Luckily, identifying, attracting, and selecting new people for employee and board positions tends to be the hard part, Ward says. Retention? Not so much. “Once they’re part of the culture, it’s not as tricky to keep them,” he says. When they are in, they are in to stay.
Stay Close
The biggest obstacle to a family enterprise can, paradoxically, derive from its success.
“I think the biggest challenge to maintaining a successful culture is if the family becomes distant from its business,” Ward explains. As a family and its business grow, so does the distance among its members. “A family’s closeness can wear away with time as the family gets older and larger and family members live all over the world.”
As a family spreads out into other countries, their shared vision—and the culture it creates—runs the risk of disappearing.
“Having a family business is a beautiful opportunity for a family to have reason to stay together,” Ward says, “So the more time the business has to spend buying out family shareholders, the less it has for strategy.”
As they grow, many companies are tempted to break themselves up into smaller units as a way to operate more efficiently. Family businesses, by contrast, tend to try to stay unified because they view the business as a legacy or a purpose, rather than a collection of assets. But that unified vision can be difficult to maintain.
For the family that founded the Dow Jones company, intergenerational apathy led to the sell-off of the business after years of fragmenting interests. “There was virtually no outreach from the business or family leaders to engage and to support the interests and attachment of the family members,” Ward says. “It led in a large part to the sale of the company. Some family members then wrote publicly that if only their parents had told them about the business while they were growing up, they would have appreciated it much more.”

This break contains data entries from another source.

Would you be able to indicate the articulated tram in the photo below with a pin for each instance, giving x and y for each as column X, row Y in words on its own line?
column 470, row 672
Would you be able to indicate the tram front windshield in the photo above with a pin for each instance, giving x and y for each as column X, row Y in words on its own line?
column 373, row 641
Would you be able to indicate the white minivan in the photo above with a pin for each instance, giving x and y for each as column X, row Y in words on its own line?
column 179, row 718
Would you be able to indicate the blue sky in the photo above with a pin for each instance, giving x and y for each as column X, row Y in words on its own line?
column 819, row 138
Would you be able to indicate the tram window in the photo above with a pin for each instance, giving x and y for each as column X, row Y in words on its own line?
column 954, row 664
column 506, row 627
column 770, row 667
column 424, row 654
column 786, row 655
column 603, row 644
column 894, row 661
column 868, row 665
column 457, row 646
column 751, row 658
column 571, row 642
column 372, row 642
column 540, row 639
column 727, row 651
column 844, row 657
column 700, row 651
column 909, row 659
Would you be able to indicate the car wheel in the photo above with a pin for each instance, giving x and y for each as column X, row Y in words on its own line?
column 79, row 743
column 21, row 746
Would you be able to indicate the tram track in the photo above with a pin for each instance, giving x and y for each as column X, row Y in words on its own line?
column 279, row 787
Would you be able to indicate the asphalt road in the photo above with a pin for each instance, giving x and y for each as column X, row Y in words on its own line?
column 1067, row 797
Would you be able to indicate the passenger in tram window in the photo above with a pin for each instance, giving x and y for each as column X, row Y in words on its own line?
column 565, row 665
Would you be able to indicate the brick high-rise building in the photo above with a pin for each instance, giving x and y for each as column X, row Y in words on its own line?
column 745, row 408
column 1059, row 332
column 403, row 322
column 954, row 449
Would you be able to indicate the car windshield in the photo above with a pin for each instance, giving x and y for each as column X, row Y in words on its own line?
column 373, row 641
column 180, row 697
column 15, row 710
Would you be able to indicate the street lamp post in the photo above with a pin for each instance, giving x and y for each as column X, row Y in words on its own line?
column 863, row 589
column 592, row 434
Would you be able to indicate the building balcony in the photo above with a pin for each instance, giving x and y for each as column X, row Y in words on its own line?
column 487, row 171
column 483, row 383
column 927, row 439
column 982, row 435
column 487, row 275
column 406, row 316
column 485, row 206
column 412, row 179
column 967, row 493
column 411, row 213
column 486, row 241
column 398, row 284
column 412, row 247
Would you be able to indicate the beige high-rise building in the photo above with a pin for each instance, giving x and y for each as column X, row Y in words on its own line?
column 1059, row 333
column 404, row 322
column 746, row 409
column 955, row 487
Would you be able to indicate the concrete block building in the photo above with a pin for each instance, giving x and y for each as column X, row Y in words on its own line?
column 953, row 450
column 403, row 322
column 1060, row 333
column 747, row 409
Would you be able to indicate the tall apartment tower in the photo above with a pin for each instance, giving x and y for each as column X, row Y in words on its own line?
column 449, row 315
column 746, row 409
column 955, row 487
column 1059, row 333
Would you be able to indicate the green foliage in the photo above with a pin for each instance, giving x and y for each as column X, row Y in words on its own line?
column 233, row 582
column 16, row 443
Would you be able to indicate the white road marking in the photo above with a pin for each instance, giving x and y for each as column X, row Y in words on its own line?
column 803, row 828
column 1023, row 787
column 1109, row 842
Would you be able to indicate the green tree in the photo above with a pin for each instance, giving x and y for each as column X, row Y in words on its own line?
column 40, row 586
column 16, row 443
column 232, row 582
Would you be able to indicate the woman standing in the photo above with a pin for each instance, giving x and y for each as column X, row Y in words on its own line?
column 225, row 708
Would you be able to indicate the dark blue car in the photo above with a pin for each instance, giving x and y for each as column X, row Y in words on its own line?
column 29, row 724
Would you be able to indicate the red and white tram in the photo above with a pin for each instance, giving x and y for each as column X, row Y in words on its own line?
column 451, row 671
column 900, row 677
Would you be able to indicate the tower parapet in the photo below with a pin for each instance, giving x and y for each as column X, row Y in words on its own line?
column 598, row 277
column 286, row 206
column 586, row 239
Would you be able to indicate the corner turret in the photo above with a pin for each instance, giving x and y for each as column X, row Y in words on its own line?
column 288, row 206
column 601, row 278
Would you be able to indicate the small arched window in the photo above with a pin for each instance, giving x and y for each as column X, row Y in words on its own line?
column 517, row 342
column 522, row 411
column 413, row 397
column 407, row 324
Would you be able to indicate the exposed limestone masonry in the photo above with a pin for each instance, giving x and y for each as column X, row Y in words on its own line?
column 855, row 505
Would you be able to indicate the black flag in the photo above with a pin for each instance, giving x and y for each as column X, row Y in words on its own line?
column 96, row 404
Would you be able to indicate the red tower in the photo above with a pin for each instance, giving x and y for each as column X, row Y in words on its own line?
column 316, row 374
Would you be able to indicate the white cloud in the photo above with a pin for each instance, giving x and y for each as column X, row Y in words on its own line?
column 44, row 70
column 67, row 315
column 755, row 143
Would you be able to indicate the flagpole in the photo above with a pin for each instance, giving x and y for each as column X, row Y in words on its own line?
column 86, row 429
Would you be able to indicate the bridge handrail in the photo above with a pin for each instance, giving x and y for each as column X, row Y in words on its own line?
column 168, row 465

So what can a family do to stay close?
They can host family for company educational meetings. These may include site visits to the company’s facilities to give family members exposure to the inner workings, culture, and even geographical reach of the company. Family businesses can also use targeted publications such as newsletters to provide information about and foster connection to the business.
“The real key,” says Ward, “is to create opportunities for family members who don’t work in the business to feel close to the business emotionally so that they get the pleasure and privilege, but they are also committed long term to the importance of family involvement for growth.”